Contents

Accelerating Correlation with GPUs

This example shows how a GPU can be used to accelerate cross-correlation. Many correlation problems involve large data sets and can be solved much faster using a GPU. To use this example, you must have a Parallel Computing Toolbox™ user license and a CUDA-enabled NVIDIA GPU with compute capability 1.3 or above.

Introduction

To execute this example, you must have a GPU with a ComputeCapability of 1.3 or greater. You access the GPU using the Parallel Computing Toolbox product. First, it is important to know basic information about the GPU in your machine.

fprintf('Benchmarking GPU-accelerated Cross-Correlation.\n');

if ~(parallel.gpu.GPUDevice.isAvailable)
    fprintf(['\n\t**GPU does not have a compute capability of 1.3 or ' ...
             'greater. Stopping.**\n']);
    return;
else
    dev = gpuDevice;
    fprintf(...
    'GPU detected (%s, %d multiprocessors, Compute Capability %s)',...
    dev.Name, dev.MultiprocessorCount, dev.ComputeCapability);
end
Benchmarking GPU-accelerated Cross-Correlation.
GPU detected (Tesla C2075, 14 multiprocessors, Compute Capability 2.0)

Benchmarking Functions

Because code written for the CPU can be ported to run on the GPU, a single function can be used to benchmark both the CPU and GPU. However, because code on the GPU executes asynchronously from the CPU, special precaution should be taken when measuring performance. Before measuring the time taken to execute a function, ensure that all GPU processing has finished by executing the 'wait' method on the device. This extra call will have no effect on the CPU performance.

This example benchmarks three different types of cross-correlation.

Benchmark Simple Cross-Correlation

For the first case, two vectors of equal size are cross-correlated using the syntax xcorr(u,v). The ratio of CPU execution time to GPU execution time is plotted against the size of the vectors.
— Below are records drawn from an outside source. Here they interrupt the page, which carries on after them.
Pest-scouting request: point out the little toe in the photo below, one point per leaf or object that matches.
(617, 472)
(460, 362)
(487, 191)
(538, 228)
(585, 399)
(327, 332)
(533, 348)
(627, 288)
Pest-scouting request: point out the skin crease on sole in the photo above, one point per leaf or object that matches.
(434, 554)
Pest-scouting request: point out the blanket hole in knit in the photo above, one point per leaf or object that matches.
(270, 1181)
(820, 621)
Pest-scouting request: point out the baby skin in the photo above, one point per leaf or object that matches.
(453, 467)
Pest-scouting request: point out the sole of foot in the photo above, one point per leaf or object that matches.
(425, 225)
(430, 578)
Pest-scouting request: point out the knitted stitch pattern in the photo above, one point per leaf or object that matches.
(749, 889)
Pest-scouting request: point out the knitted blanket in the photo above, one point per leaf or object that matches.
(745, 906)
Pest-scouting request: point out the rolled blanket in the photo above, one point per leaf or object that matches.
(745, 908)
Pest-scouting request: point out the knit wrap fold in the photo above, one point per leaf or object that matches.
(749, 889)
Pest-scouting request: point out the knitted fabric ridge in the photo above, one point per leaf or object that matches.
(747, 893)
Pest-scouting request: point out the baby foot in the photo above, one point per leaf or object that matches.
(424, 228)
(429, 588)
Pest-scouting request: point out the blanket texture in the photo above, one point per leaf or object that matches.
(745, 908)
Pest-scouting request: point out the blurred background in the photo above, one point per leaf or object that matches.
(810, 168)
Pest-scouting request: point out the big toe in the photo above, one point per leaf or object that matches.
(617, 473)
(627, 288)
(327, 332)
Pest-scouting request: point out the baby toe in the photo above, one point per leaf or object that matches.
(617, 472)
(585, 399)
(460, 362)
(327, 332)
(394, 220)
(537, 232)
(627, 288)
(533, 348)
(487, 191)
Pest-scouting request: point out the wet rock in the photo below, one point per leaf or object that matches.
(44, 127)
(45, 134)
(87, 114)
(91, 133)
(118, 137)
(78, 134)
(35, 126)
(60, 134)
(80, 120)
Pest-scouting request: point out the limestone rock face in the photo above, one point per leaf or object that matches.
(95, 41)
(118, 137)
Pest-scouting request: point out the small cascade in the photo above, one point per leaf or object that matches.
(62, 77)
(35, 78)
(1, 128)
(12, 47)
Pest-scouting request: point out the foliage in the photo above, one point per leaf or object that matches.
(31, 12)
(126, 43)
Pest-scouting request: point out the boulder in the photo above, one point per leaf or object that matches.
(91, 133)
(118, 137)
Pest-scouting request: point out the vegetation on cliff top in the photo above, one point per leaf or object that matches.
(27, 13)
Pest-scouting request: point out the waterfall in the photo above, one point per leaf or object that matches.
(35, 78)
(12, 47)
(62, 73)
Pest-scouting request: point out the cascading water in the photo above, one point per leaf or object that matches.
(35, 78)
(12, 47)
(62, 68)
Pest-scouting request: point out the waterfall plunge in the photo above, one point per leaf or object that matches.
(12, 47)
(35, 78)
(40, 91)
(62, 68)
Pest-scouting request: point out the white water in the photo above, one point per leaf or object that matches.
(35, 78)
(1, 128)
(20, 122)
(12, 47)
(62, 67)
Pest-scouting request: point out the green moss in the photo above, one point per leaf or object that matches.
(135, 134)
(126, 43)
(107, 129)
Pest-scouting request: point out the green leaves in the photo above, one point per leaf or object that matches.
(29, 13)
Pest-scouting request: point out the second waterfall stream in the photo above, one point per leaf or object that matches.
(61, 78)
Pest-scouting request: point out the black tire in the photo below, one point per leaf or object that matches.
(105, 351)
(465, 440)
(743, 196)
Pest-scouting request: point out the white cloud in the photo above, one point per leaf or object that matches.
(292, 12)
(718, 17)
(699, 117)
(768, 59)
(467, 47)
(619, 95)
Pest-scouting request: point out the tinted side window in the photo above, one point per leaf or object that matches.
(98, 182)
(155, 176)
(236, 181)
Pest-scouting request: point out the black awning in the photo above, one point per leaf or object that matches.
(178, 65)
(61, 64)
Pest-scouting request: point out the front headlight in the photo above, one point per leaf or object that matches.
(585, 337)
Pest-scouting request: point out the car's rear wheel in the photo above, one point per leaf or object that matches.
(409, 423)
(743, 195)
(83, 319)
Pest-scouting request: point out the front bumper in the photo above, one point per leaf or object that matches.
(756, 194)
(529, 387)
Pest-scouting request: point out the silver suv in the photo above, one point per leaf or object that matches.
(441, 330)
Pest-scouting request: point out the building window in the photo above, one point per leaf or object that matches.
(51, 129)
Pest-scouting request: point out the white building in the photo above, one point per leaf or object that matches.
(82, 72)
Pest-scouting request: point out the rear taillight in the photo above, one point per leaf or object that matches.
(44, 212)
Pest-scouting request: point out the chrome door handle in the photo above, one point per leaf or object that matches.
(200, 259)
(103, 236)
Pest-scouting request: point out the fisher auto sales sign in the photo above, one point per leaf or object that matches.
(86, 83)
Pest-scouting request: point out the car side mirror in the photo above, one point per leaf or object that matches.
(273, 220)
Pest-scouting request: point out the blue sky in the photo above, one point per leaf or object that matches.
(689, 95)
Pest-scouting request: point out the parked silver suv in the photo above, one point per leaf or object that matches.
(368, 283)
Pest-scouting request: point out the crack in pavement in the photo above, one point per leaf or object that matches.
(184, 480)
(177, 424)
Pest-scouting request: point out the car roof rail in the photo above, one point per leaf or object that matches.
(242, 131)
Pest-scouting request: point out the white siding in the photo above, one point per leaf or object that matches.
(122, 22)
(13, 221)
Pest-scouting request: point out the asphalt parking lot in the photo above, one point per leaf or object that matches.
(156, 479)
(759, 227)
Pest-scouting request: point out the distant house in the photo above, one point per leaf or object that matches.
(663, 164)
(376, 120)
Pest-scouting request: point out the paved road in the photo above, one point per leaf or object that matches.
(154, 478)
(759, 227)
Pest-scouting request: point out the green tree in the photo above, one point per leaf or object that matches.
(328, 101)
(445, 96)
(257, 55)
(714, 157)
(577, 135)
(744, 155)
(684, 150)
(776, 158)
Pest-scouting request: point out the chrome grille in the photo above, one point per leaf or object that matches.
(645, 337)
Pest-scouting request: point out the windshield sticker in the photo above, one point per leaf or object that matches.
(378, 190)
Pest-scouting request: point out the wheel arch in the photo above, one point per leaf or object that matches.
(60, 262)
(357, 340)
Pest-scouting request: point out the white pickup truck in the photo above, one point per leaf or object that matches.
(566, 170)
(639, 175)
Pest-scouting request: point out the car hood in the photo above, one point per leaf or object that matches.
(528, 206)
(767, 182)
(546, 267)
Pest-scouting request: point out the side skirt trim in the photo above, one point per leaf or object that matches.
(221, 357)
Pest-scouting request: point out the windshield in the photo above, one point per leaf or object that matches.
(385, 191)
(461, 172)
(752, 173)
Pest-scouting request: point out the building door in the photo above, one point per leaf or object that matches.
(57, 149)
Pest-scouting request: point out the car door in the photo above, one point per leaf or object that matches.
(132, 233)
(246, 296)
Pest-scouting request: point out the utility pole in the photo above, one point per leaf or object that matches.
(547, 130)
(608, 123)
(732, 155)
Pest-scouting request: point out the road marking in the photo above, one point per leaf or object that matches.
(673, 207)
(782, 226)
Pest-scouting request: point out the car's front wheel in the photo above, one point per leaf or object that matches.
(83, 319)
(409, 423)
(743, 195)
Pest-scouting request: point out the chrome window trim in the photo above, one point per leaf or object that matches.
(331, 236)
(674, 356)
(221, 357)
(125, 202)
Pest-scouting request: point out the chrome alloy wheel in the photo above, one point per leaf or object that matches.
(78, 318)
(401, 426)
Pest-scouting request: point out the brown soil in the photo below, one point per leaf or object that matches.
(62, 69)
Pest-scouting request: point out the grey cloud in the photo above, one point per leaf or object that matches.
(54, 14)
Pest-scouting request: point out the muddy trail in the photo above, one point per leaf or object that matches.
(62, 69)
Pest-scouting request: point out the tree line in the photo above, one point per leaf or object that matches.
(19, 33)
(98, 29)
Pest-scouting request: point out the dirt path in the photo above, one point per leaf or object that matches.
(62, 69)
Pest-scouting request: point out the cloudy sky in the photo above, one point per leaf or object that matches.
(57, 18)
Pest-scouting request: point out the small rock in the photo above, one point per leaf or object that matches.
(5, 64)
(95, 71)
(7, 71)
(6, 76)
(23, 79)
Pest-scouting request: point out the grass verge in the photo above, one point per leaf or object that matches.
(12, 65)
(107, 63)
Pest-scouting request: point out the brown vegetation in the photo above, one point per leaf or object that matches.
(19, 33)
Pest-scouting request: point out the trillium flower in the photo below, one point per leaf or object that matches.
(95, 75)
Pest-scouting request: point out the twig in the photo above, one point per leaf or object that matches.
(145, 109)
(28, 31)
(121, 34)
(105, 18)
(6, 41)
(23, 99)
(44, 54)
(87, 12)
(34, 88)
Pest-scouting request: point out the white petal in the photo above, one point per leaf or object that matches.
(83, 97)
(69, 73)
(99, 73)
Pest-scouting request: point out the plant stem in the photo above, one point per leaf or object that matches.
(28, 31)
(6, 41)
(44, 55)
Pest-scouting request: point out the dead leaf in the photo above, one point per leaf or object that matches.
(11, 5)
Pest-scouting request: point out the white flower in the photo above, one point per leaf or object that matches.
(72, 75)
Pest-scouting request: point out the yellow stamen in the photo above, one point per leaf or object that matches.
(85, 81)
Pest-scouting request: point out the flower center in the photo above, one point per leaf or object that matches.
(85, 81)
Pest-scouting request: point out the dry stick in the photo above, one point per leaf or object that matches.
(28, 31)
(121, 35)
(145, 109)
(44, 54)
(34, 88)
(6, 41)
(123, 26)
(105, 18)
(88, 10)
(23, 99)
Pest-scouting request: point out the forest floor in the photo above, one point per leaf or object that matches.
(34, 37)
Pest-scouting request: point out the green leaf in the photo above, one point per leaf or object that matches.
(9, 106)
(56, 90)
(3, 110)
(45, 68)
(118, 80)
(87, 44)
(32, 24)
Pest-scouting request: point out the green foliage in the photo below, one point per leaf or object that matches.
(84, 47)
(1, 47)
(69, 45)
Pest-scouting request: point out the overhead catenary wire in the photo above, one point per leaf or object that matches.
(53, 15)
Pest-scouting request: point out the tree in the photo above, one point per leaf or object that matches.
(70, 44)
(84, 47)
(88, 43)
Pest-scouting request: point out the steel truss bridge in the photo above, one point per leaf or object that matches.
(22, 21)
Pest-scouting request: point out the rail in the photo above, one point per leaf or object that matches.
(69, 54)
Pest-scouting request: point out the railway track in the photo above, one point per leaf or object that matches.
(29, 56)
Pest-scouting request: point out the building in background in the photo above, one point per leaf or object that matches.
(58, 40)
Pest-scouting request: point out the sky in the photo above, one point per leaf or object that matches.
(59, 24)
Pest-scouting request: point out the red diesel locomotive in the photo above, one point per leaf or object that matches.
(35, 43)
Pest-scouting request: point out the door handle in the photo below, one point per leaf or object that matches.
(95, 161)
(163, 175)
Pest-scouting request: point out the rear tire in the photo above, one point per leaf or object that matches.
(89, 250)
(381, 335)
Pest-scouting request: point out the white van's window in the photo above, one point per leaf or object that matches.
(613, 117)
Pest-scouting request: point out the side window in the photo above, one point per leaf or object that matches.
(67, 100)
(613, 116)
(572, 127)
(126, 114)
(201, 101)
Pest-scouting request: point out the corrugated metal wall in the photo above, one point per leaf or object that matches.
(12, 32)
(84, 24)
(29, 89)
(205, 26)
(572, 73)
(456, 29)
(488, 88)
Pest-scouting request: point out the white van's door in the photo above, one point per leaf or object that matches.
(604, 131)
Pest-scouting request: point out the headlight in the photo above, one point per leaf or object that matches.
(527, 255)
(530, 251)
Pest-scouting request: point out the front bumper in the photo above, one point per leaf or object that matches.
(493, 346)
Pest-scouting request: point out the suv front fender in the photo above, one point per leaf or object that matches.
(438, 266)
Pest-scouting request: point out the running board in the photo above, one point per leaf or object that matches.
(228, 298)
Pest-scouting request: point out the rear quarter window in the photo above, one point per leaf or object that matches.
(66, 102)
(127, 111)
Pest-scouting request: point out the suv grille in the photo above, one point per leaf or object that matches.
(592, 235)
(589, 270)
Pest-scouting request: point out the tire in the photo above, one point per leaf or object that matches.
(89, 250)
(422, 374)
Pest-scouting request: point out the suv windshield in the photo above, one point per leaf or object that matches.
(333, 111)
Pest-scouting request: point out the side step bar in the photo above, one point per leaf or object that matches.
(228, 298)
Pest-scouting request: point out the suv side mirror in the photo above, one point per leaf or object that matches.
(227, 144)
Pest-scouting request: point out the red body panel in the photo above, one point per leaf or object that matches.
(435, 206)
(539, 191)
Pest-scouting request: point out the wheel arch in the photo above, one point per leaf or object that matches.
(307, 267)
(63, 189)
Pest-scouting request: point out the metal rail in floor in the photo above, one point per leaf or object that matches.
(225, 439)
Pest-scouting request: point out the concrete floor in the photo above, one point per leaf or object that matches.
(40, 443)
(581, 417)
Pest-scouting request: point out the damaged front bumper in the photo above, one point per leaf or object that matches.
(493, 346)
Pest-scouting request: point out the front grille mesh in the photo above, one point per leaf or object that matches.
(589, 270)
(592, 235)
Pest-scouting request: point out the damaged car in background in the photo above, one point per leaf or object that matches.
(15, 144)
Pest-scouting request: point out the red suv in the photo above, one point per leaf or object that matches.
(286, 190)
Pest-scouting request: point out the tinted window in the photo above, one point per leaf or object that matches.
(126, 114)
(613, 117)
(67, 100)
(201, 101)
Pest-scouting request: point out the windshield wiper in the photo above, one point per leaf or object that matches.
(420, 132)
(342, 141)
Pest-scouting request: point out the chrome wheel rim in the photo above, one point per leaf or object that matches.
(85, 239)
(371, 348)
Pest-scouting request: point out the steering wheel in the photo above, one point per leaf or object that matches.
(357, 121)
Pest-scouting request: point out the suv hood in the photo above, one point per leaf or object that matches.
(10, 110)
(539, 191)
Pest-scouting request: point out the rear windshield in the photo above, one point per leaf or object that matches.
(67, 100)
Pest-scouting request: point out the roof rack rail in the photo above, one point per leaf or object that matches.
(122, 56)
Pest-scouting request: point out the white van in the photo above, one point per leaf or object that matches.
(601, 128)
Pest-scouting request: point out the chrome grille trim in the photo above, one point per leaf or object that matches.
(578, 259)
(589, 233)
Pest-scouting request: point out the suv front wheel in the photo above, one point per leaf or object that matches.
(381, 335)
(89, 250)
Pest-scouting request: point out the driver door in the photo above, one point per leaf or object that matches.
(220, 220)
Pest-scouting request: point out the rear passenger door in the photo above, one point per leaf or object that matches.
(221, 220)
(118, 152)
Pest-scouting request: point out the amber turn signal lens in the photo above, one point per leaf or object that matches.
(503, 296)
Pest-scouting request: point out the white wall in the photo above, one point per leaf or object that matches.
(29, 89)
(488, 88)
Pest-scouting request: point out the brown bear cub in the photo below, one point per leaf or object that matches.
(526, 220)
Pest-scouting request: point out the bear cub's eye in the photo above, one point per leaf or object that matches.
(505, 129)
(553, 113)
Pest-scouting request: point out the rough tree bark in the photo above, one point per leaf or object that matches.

fprintf('\n\n *** Benchmarking vector-vector cross-correlation*** \n\n');
fprintf('Benchmarking function :\n');
type('benchXcorrVec');
fprintf('\n\n');

sizes = [2000 1e4 1e5 5e5 1e6];
tc = zeros(1,numel(sizes));
tg = zeros(1,numel(sizes));
numruns = 10;

for s=1:numel(sizes);
    fprintf('Running xcorr of %d elements...\n', sizes(s));
    delchar = repmat('\b', 1,numruns);

    a = rand(sizes(s),1);
    b = rand(sizes(s),1);
    tc(s) = benchXcorrVec(a, b, numruns);
    fprintf([delchar '\t\tCPU  time : %.2f ms\n'], 1000*tc(s));
    tg(s) = benchXcorrVec(gpuArray(a), gpuArray(b), numruns);
    fprintf([delchar '\t\tGPU time :  %.2f ms\n'], 1000*tg(s));
end

%Plot the results
fig = figure;
ax = axes('parent', fig);
semilogx(ax, sizes, tc./tg, 'r*-');
ylabel(ax, 'Speedup');
xlabel(ax, 'Vector size');
title(ax, 'GPU Acceleration of XCORR');
drawnow;

 *** Benchmarking vector-vector cross-correlation*** 

Benchmarking function :

function t = benchXcorrVec(u,v, numruns)
%Used to benchmark xcorr with vector inputs on the CPU and GPU.
    
%   Copyright 2012 The MathWorks, Inc.

    timevec = zeros(1,numruns);
    gdev = gpuDevice;
    for ii=1:numruns
        ts = tic;
        o = xcorr(u,v); %#ok<NASGU>
        wait(gdev)
        timevec(ii) = toc(ts);
        fprintf('.');
    end
    t = min(timevec);
end


Running xcorr of 2000 elements...
		CPU  time : 0.74 ms
		GPU time :  3.51 ms
Running xcorr of 10000 elements...
		CPU  time : 1.98 ms
		GPU time :  3.69 ms
Running xcorr of 100000 elements...
		CPU  time : 16.16 ms
		GPU time :  5.47 ms
Running xcorr of 500000 elements...
		CPU  time : 84.70 ms
		GPU time :  15.51 ms
Running xcorr of 1000000 elements...
		CPU  time : 325.30 ms
		GPU time :  28.03 ms

Benchmarking Matrix Column Cross-Correlation

For the second case, the columns of a matrix A are pairwise cross-correlated to produce a large matrix output of all correlations using the syntax xcorr(A). The ratio of CPU execution time to GPU execution time is plotted against the size of the matrix A.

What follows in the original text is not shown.